Interesting. To be clear though, I am not aiming at holding a temperature. I am interested in controlling the amount of latent heat of evaporation of water at boiling point. With the 3kW element alone it will of course hold 100*C fine. Unfortunately with a high enough evapouration rate that it literally rains beer afterwards from the cieling. About 5 litres of beer turns into rain.
So temperature regulation is out. If I needed temp regulation I could use the built in bi-metalic thermostat.
The proper way to do this is to install two heating elements, one double the power of the other e.g. 1kW and 2kW
Run the 2kW element from a standard bi-metallic thermostat. Use the PWM controller on the 1kW element.
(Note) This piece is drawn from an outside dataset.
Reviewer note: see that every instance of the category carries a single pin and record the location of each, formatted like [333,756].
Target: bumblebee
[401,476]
Interesting. I had been bouncing a similar idea around. As this is a "rush" job now, ideal can wait.
If I simply take what I have now, the built in 3kw ring element in a "tea urn", but purchase a "Travel Kettle" with a 1kW immersion coil element.... then I can jury rid that 1kW element into the boiler to hold the boil.
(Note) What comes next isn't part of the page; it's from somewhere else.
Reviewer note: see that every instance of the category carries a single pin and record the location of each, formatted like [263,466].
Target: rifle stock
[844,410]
I expect 1kW (based on the variac position) would be grand to maintain the boil. At least in a pinch.
By "jury rig" though I mean something your mum wouldn't like and your spark would disown. Like cut the element out of the kettle in it's full doubly insulated form and "dump" it in the wort, cable and all!
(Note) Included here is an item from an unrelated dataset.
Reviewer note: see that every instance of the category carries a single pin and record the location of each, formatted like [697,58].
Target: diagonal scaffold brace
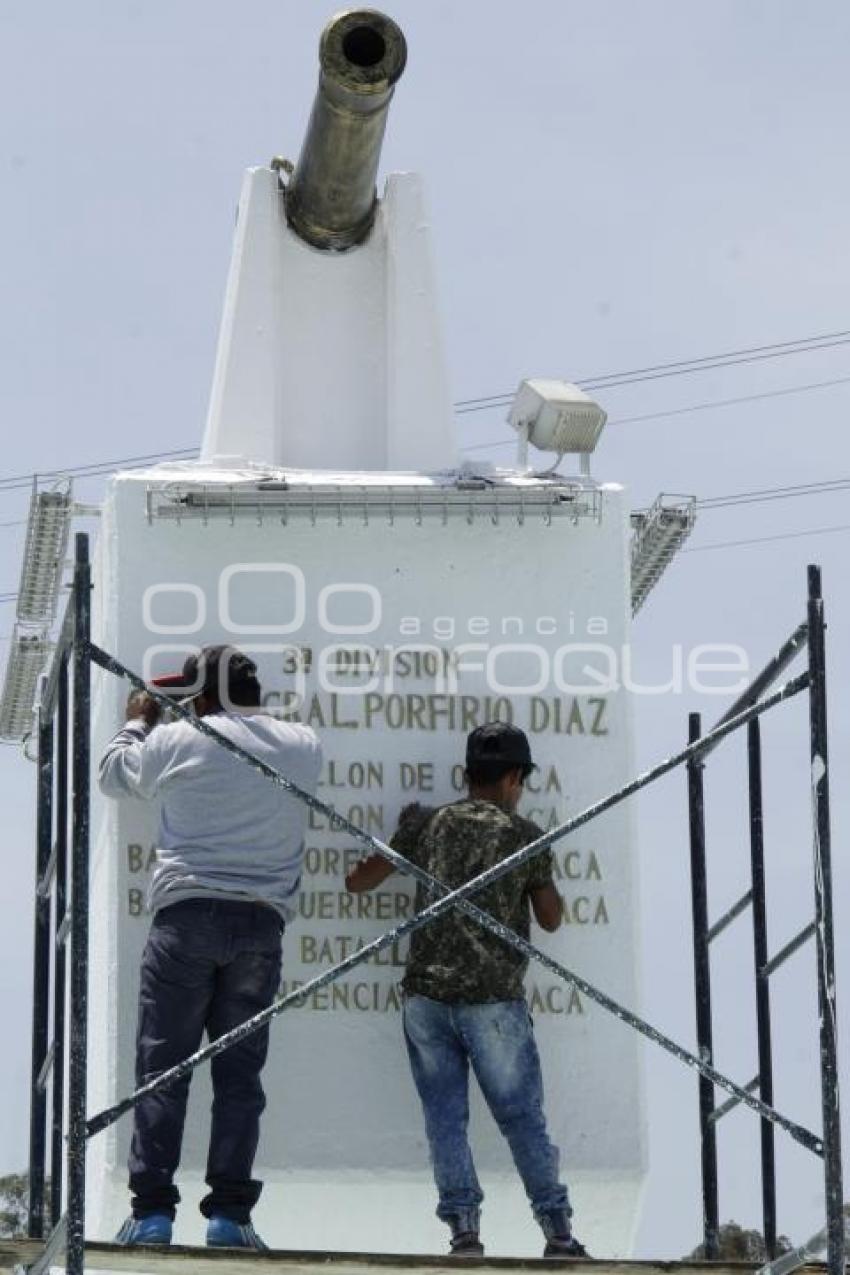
[460,899]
At least it's "boil side" so it doesn't need that much sanitation first!
The whole stainless steel boiler is earthed. "What could possibly go wrong?"
The "Proper" and "Best" way I believe to solve this is actually a large 8kW propane burner and a proper stainless steel "kettle" on a stand. That would however force me to do the full 1-1.5 hour boil outdoors... and if I don't fancy carrying around 25 litres of hot wort, also the cooling, transfers etc. Trouble is, a "home brew" kettle is about £300. An industrial sized pot capable of taking first propane heat for hours is probably half that, but it will lack nice features like temp probes, proper ball values, filters etc.
My £40 coffee/tea urn does just fine! Eventually it's bottom will rust out, but it's got a few years left in it yet.